2020-12-05T05:41:27.178Z


While digitizing one of the most important historical collections in the world, the Holy See faces hackers who threaten to steal or manipulate priceless documents


The Vatican Library began a process of digitizing 80,000 texts in 2014.Bojan Brecelj / Getty Images

It's a race against time.

The Vatican Library, founded in 1451, maintains a fight against the fragility of the past so that the thousands of documents it protects do not succumb to the effects of time, and also against the present, because with the digitization of its collection as a preservation measure It has been exposed to cybercrime networks stalking one of the most important historical collections in the world.

The threat has two fronts and the Library is in the middle.

One misstep could condemn important fragments of human history to oblivion, manipulation, or extinction.

The story has changed in a very short time.

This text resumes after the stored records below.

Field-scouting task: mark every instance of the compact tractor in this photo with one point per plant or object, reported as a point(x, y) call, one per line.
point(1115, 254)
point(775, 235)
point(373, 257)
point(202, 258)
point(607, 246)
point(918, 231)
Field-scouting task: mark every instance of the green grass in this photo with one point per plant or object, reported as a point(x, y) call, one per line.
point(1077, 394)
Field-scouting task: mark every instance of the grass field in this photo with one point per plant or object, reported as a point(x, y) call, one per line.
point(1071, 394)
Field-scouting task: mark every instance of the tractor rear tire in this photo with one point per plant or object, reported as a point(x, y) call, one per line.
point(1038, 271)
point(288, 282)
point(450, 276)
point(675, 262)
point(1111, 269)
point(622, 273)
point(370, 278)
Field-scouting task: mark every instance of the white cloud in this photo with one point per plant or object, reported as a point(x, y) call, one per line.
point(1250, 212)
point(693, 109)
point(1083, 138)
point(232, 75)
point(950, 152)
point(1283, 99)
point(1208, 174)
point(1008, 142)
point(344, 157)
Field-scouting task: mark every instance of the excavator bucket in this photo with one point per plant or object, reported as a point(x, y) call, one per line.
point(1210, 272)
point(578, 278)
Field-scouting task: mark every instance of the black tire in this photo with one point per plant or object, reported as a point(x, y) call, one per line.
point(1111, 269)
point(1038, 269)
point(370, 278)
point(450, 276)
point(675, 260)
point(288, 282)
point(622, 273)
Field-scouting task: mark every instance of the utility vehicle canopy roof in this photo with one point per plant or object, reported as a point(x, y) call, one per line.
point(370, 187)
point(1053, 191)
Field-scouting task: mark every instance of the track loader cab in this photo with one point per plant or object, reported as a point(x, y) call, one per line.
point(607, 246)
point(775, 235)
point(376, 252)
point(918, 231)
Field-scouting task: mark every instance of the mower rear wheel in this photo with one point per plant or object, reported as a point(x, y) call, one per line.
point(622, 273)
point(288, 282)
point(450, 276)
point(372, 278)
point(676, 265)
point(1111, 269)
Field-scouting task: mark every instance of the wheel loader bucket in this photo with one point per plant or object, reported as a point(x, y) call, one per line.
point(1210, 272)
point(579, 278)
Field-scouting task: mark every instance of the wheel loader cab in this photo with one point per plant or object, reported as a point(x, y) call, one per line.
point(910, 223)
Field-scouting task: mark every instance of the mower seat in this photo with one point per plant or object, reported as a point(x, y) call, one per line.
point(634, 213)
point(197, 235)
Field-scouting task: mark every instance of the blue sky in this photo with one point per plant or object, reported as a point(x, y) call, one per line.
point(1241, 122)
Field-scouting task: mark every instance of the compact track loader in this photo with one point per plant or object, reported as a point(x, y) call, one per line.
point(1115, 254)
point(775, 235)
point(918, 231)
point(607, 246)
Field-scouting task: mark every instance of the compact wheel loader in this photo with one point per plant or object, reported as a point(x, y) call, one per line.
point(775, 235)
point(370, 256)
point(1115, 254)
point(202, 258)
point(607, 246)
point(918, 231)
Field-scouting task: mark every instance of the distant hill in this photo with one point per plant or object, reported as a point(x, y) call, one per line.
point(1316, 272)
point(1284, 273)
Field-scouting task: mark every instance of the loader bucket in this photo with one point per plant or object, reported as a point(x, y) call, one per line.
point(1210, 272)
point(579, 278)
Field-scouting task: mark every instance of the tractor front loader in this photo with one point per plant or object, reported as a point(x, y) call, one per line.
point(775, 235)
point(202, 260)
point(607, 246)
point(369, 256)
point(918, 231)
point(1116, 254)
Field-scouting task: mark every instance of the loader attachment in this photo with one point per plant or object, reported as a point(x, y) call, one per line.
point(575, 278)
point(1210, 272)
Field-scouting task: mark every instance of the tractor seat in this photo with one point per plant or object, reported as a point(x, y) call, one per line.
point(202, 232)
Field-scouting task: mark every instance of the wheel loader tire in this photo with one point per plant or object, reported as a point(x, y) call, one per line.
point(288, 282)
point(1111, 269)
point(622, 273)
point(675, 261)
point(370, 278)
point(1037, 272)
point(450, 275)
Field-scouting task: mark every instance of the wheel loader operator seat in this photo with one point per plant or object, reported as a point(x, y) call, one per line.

In 2017, Luciano Ammenti, Director of Information Systems of the Library, told EL PAÍS that the cybersecurity of the library was not something that worried them.

"The truth is that security does not concern us much because our accesses are all free.

From the point of view of

hackers

, we are not appetizing: everything that one could have, already has it online

,

there is nothing else.

We have no secret documents ”.

Three years later, the narrative is different.

“We cannot ignore that our digital infrastructure is of interest to pirates.

A successful attack could cause the collection to be stolen, manipulated or completely eliminated ”, the Library's Information Director, Manlio Miceli, has acknowledged to

The Guardian

newspaper

.

What has changed?

The fear that cybercriminals will seize the content they are digitizing to steal it and demand a ransom or, worse still, manipulate it and thus modify priceless historical documents.

The turn has caught them in the process of digitization: in 2014 the Vatican Apostolic Library opted for technology to protect more than 80,000 manuscripts and historical documents from natural conditions, weather and physical accidents.

Six years later they have 25% of all their content digitized.

The battle of institutions against cybercrime is becoming more frequent and complex.

According to IBM's X-Force 2020 report in 2019, more than 8,500 million records were affected, with a growth of 200% compared to 2018.

"Currently, any institution is a possible victim of these attacks, even those that for political, religious or other reasons provide the attacker with notoriety or some kind of personal satisfaction," says Javier Sevillano, director of information security at ISMS Forum, the Spanish Association for the Promotion of Information Security.

And the Library is one of them since it preserves around 1,600,000 books - among which there are 150,000 manuscripts and 100,000 printed documents - among which are the oldest copy of the Bible that is preserved and drawings and writings by Michelangelo and Galileo , among others.

“Attackers have, unfortunately, a wide arsenal of tools to carry out this task, such as vulnerability scanners to detect possible weak points in defenses, the so-called 'back doors' that are introduced together with other apparently legitimate software or tools remote control, ”explains Sevillano.

The expert also highlights the rise in the use of

ransomware

tools and packages

, a specific type of virus whose mission is to encrypt information with a key known only to the attacker to request a ransom for its recovery.

Preserve and trust;

NASA and Darktrace

Target of more than one hundred cyber attacks a month, the Library's mission is now a double mission: preserve heritage and transmit trust.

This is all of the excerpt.